You know what I mean, the media round up of the year, or worse with 2010 then nigh, a wind up the year and the decade.

So what would I have liked to give our PM?

Well, I thought a self-improvement book might be right up his street – Teach Yourself Economics appealed but I also thought something on leadership mightn’t go amiss.

Then my mood darkened and I wondered if I should send him a copy of the Ancient Mariner with a little note – “Dear Gordon, can you ever remember shooting an Albatross”?

No, that’s a tad juvenile, I decided and feeling a little brighter settled on Russian roulette for one instead.

As for New Year’s Resolutions, I felt that a commitment to build more houses might be a practical gesture but then I recalled that he had yet to save the planet from global warming, though he got pretty close last month.

Then, of course the jury is still out on his kiss of life for the UK economy, an observation that brings be neatly to the round ups of the decade which pundits for one reason or another has tagged as the noughties.

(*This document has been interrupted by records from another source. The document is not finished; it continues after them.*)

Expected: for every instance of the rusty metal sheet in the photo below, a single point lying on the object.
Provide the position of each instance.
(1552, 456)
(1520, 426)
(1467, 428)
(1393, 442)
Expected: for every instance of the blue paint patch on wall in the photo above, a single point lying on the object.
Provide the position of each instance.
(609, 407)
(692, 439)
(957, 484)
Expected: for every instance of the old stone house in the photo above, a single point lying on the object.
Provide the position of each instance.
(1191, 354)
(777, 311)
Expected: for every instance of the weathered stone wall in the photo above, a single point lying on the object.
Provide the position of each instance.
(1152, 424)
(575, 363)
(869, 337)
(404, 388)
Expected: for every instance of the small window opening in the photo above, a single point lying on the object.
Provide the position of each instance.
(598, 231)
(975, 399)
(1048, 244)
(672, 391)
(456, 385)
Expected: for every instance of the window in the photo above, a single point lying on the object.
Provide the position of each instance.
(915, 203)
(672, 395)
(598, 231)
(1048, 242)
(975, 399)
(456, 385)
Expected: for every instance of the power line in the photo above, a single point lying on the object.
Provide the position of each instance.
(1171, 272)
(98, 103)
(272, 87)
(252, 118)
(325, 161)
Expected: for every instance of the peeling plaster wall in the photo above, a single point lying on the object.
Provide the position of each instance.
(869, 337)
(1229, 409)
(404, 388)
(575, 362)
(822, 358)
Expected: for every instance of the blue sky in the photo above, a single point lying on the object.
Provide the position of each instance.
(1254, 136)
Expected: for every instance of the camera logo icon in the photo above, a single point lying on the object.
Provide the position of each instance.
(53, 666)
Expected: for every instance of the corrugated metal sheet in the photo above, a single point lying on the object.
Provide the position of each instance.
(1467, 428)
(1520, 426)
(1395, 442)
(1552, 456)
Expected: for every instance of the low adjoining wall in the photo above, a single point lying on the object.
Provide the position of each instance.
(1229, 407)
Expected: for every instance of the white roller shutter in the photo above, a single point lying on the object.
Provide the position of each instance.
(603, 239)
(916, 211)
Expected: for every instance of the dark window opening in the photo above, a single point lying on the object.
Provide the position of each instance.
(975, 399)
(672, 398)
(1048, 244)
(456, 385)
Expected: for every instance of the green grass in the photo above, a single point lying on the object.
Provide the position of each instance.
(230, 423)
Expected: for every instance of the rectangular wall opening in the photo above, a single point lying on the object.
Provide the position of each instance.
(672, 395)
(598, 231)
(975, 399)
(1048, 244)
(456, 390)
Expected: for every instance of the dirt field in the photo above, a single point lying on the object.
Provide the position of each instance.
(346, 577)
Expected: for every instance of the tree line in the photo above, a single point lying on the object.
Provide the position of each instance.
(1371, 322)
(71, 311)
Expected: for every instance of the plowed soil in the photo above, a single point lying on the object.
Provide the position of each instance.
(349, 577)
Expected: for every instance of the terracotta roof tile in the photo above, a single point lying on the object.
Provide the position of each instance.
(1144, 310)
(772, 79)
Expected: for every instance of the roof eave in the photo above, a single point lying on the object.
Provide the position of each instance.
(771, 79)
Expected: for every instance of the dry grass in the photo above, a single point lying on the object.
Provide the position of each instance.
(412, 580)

I suppose it’s got a ring to it but to my way of thinking tagging the decade by a letter might be more useful but what letter?  First I tried C for credit crunch, credibility, and capital adequacy but it didn’t work that well. I played around with other letters too but final settled for B.

For starters consider  Bush,  Brown, Blair, Balls, Bin Laden, the bombing of Baghdad, the British in Basra, Basle and the banks, and the basket case banks and building societies, most notably Northern Rock, Royal Bank of Scotland, and to show that I’m not losing focus, the Bradford & Bingley.

Then you have the failures of the bureaucrats at the FSA and the regulators in Brussels, roadside bombs and bombs on planes, and then nearly half of all our MPs being brought to book by the Daily Telegraph’s expose on their fraudulent expenses.

Could the letter B hold up well in 2010 and beyond? I suppose if Labour win the next general election we’ll have more Brown and Balls but if that’s the case we’ll probably also have another long spell of spin and spend but that’s another story.